MOVIE: Blade Runner 2049
Dublin People 06 Oct 2017
IT’S hard to believe the original Blade Runner film is 35-years-old. It’s popularity was due in large part to the incredible futuristic visuals. So what does the 2017 version have to offer?

The second instalment is set 30 years after the first, in the year 2049, where a new blade runner, LAPD Officer K (played by Ryan Gosling), is on the hunt for more android replicants.
When K unearths a long-buried secret that has the potential to plunge what's left of society into chaos, his discovery leads him on a quest to track down now retired blade runner Rick Deckard, played by none other than the original replicant hunter, Harrison Ford.
The original director, Ridley Scott, is producing here and has passed the directing duties over to hot property Denis Villeneuve (‘Arrival’, ‘Sicario’).
The original writer, Hampton Fancher, gets a script credit again but the real leg work seems to have been done by Michael Green (‘Logan’, ‘Alien :Covenant’).
And, of course, Ford is back once more, but at no time gets in the way of the younger, fitter and cuter, Ryan Gosling.
The visuals are once again impressive, of course technology has moved on, and so the movie shows and sounds well on IMAX. The directing is top notch, as is the writing and acting.
On the negative side, the two and three quarter hour run time is too long.
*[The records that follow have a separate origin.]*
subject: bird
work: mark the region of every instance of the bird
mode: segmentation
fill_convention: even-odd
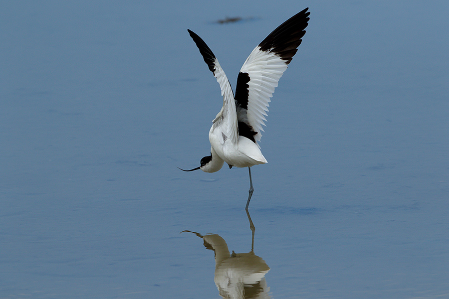
[[[274,89],[305,34],[310,13],[308,10],[303,9],[282,23],[252,50],[237,77],[235,95],[212,50],[198,34],[187,29],[220,84],[223,107],[209,131],[211,155],[201,159],[199,167],[179,169],[215,172],[224,162],[229,168],[247,167],[250,186],[247,210],[254,191],[251,167],[267,163],[257,143],[264,132],[262,126],[265,126],[265,117]]]

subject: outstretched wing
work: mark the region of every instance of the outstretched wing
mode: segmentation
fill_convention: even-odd
[[[308,24],[306,8],[276,28],[252,50],[240,70],[235,88],[239,135],[257,144],[266,121],[270,98],[297,51]]]
[[[223,96],[223,107],[217,115],[214,123],[220,126],[222,130],[222,141],[224,143],[227,138],[230,138],[235,144],[238,138],[237,127],[237,112],[235,101],[232,89],[226,74],[219,63],[212,51],[202,38],[193,31],[187,29],[190,36],[195,42],[200,53],[203,55],[205,62],[209,66],[209,69],[214,73],[217,81],[220,85],[222,96]]]

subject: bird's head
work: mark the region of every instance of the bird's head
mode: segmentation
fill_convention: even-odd
[[[201,159],[201,160],[200,161],[200,166],[199,167],[197,167],[197,168],[194,168],[193,169],[190,169],[189,170],[185,170],[184,169],[181,169],[179,167],[179,169],[182,170],[183,171],[193,171],[194,170],[198,170],[198,169],[201,169],[205,172],[210,172],[211,171],[208,171],[209,170],[209,162],[210,162],[212,160],[212,154],[211,154],[210,156],[206,156]]]
[[[183,171],[193,171],[194,170],[201,169],[205,172],[215,172],[221,169],[224,163],[224,161],[218,156],[214,157],[213,159],[212,153],[211,153],[211,155],[206,156],[201,159],[201,161],[200,161],[199,167],[189,170],[185,170],[179,167],[178,168]]]

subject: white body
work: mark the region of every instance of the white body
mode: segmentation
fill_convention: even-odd
[[[216,126],[216,123],[212,125],[209,131],[212,161],[216,159],[221,159],[230,166],[239,167],[250,167],[267,162],[257,144],[246,137],[238,136],[236,143],[232,142],[230,139],[226,138],[222,144],[222,141],[224,139],[222,131],[220,130],[220,126]],[[218,156],[214,156],[216,155]],[[211,170],[216,171],[220,170],[220,168]]]

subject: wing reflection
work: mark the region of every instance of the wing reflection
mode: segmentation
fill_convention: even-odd
[[[184,232],[193,233],[202,238],[205,247],[215,253],[214,280],[223,298],[268,299],[270,288],[266,285],[265,275],[270,268],[254,253],[255,228],[247,210],[246,214],[252,232],[251,251],[247,253],[235,253],[233,251],[230,253],[224,239],[218,235]]]

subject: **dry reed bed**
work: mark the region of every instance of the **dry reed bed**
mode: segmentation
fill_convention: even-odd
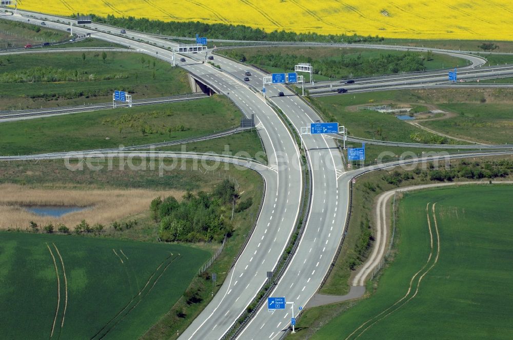
[[[147,211],[157,196],[181,197],[177,190],[157,191],[143,189],[92,190],[30,187],[17,184],[0,184],[0,229],[28,227],[31,221],[40,225],[64,223],[72,229],[85,220],[89,224],[108,225],[115,221]],[[60,218],[40,216],[22,205],[55,205],[88,207]]]

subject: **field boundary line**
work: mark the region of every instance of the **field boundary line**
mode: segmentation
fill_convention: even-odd
[[[429,202],[429,203],[430,203],[430,202]],[[431,257],[431,255],[432,254],[432,250],[433,250],[433,238],[432,238],[432,234],[431,233],[431,223],[430,223],[430,220],[429,220],[429,208],[428,208],[429,204],[429,203],[428,203],[427,204],[427,205],[426,207],[426,215],[427,217],[428,224],[429,224],[429,234],[430,234],[430,236],[431,236],[431,253],[429,254],[429,259],[430,259]],[[427,274],[427,273],[428,273],[429,272],[430,270],[431,270],[431,269],[432,269],[433,268],[433,267],[435,267],[435,266],[437,264],[437,262],[438,262],[438,258],[439,258],[439,257],[440,256],[440,233],[438,231],[438,224],[437,223],[437,218],[436,218],[436,216],[435,216],[435,206],[436,205],[437,205],[437,202],[435,202],[435,203],[433,203],[432,204],[432,205],[431,205],[431,208],[432,208],[432,210],[433,220],[433,221],[435,222],[435,223],[434,223],[435,224],[435,230],[436,231],[436,232],[437,232],[437,256],[436,256],[436,257],[435,257],[435,261],[433,262],[432,264],[431,264],[431,266],[430,266],[429,268],[428,268],[427,269],[427,270],[426,270],[426,271],[424,272],[424,273],[423,273],[422,275],[421,275],[420,278],[419,278],[419,281],[417,282],[417,288],[415,289],[415,292],[413,293],[413,294],[410,297],[409,299],[408,299],[407,300],[406,300],[406,301],[405,301],[403,304],[402,304],[400,306],[398,306],[397,308],[396,308],[393,310],[390,311],[390,312],[389,312],[388,313],[387,313],[386,314],[385,314],[385,315],[383,315],[382,317],[380,317],[378,320],[376,320],[376,321],[374,321],[373,323],[372,323],[372,324],[369,325],[365,329],[364,329],[363,331],[362,331],[361,333],[360,333],[359,334],[358,334],[358,335],[356,337],[357,338],[359,337],[360,336],[360,335],[361,335],[362,334],[363,334],[367,329],[368,329],[370,327],[371,327],[373,326],[374,326],[374,325],[375,325],[377,323],[379,322],[381,320],[383,320],[384,318],[385,318],[385,317],[386,317],[387,316],[388,316],[390,314],[392,314],[394,312],[396,312],[397,310],[398,310],[400,308],[401,308],[401,307],[402,307],[403,306],[404,306],[407,303],[408,303],[408,302],[409,302],[413,298],[415,298],[416,296],[417,296],[417,293],[419,292],[419,289],[420,288],[421,281],[422,281],[422,279],[424,278],[424,277]],[[428,260],[428,261],[429,262],[429,260]]]
[[[405,299],[406,299],[406,298],[407,298],[408,295],[409,295],[410,292],[411,291],[411,287],[413,285],[413,282],[415,280],[415,278],[416,278],[417,276],[419,274],[420,274],[420,272],[421,271],[422,271],[422,270],[423,270],[425,268],[426,268],[426,267],[427,266],[428,264],[429,263],[429,260],[431,260],[431,257],[432,256],[432,253],[433,253],[433,249],[432,249],[432,247],[433,247],[433,235],[432,235],[432,233],[431,233],[431,222],[429,221],[429,215],[428,215],[428,213],[429,213],[429,203],[431,203],[431,202],[428,202],[427,204],[426,204],[426,214],[428,214],[428,215],[427,215],[427,224],[428,224],[428,229],[429,230],[429,235],[430,235],[430,238],[431,238],[431,251],[429,252],[429,256],[428,257],[427,261],[426,262],[426,263],[422,266],[422,268],[421,268],[420,269],[419,269],[418,272],[417,272],[416,273],[415,273],[415,274],[412,277],[411,277],[411,279],[410,280],[409,287],[408,288],[408,290],[406,291],[406,293],[404,295],[404,296],[403,296],[402,298],[401,298],[401,299],[400,299],[399,301],[396,302],[395,303],[394,303],[393,305],[392,305],[391,306],[390,306],[390,307],[389,307],[388,308],[387,308],[385,310],[382,311],[381,313],[380,313],[378,315],[373,316],[372,317],[370,318],[370,319],[369,319],[368,320],[367,320],[367,321],[366,321],[364,323],[362,324],[359,327],[358,327],[358,328],[357,328],[356,329],[355,329],[353,331],[352,333],[351,333],[349,335],[348,335],[347,337],[346,338],[345,340],[347,340],[347,339],[349,338],[351,336],[352,336],[353,335],[354,335],[355,333],[356,333],[357,332],[358,332],[359,330],[360,330],[360,329],[361,329],[362,327],[364,327],[366,325],[367,325],[369,322],[371,322],[373,320],[376,319],[377,317],[379,317],[382,314],[384,314],[384,313],[386,313],[388,310],[389,310],[390,309],[393,308],[393,307],[394,306],[396,306],[396,305],[397,305],[399,303],[400,303],[401,301],[402,301]],[[387,314],[387,315],[388,315],[388,314]],[[380,320],[381,320],[381,319],[380,319]],[[379,320],[377,320],[374,323],[372,324],[371,325],[369,325],[368,327],[367,327],[367,328],[366,328],[365,329],[364,329],[363,331],[362,331],[362,333],[363,333],[363,332],[365,332],[369,327],[370,327],[371,326],[372,326],[372,325],[374,325],[374,324],[376,323],[376,322],[377,322]],[[358,337],[358,336],[360,336],[360,335],[361,335],[362,333],[361,333],[358,336],[357,336],[357,337]]]
[[[59,258],[61,259],[61,264],[63,266],[63,273],[64,274],[64,287],[66,291],[66,298],[64,299],[64,311],[63,312],[63,321],[61,323],[61,328],[62,328],[63,326],[64,326],[64,316],[66,315],[66,310],[68,308],[68,279],[66,277],[66,270],[64,269],[64,261],[63,261],[63,258],[61,256],[61,252],[59,251],[59,249],[57,248],[57,246],[53,242],[52,242],[52,244],[55,247],[55,250],[57,251],[57,254],[59,256]]]
[[[57,269],[57,263],[55,262],[55,257],[53,256],[52,249],[50,248],[50,246],[48,245],[48,243],[46,243],[46,246],[48,248],[50,254],[52,256],[52,259],[53,259],[53,266],[55,268],[55,275],[57,275],[57,310],[55,311],[55,316],[53,318],[52,332],[50,334],[50,337],[51,337],[53,336],[53,330],[55,328],[55,321],[57,320],[57,314],[59,312],[59,306],[61,305],[61,279],[59,278],[59,272]]]

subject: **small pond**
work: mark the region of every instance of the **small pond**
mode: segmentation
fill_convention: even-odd
[[[413,120],[415,119],[415,117],[410,117],[409,115],[400,115],[399,116],[396,116],[396,117],[399,118],[401,120]]]
[[[31,205],[24,206],[23,208],[30,213],[33,213],[40,216],[51,216],[52,217],[61,217],[64,215],[70,213],[80,211],[86,209],[87,207],[80,206],[64,206],[53,205]]]

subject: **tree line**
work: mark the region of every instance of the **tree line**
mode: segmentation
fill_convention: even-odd
[[[187,192],[181,202],[172,196],[157,197],[150,204],[150,211],[159,223],[159,236],[163,241],[220,242],[233,232],[230,218],[238,198],[234,185],[225,180],[211,193]],[[237,210],[247,209],[250,202],[240,203]]]
[[[76,18],[77,14],[73,17]],[[93,21],[123,27],[128,30],[138,30],[150,33],[160,33],[165,35],[180,37],[195,36],[196,34],[209,39],[227,39],[266,41],[321,41],[329,42],[376,42],[384,39],[378,35],[364,36],[353,34],[319,34],[315,32],[295,33],[278,31],[266,32],[265,29],[253,28],[249,26],[226,24],[205,24],[200,22],[163,22],[150,20],[147,18],[133,16],[118,17],[108,15],[106,17],[94,14],[90,15]]]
Very few films can keep you riveted to your seat for that long, and this isn’t one of them.
There’s also not a single moment of humour, nothing to lighten the mood, so the intensity never lets up.
That’s fine for a ‘Dunkirk’, that comes in a full one hour shorter by comparison, but is something that’s sorely missing here.
The other major issue is that those impressive futuristic visuals no longer have the same impact in 2017, and in fact they are not featured to the same extent as the original.
This is a sequel that fans will love, and which we liked, but found a little soulless. We score it a decent, 3.5 out of 5 stars.
Other Release: ‘The Glass Castle’ – 2.5 stars.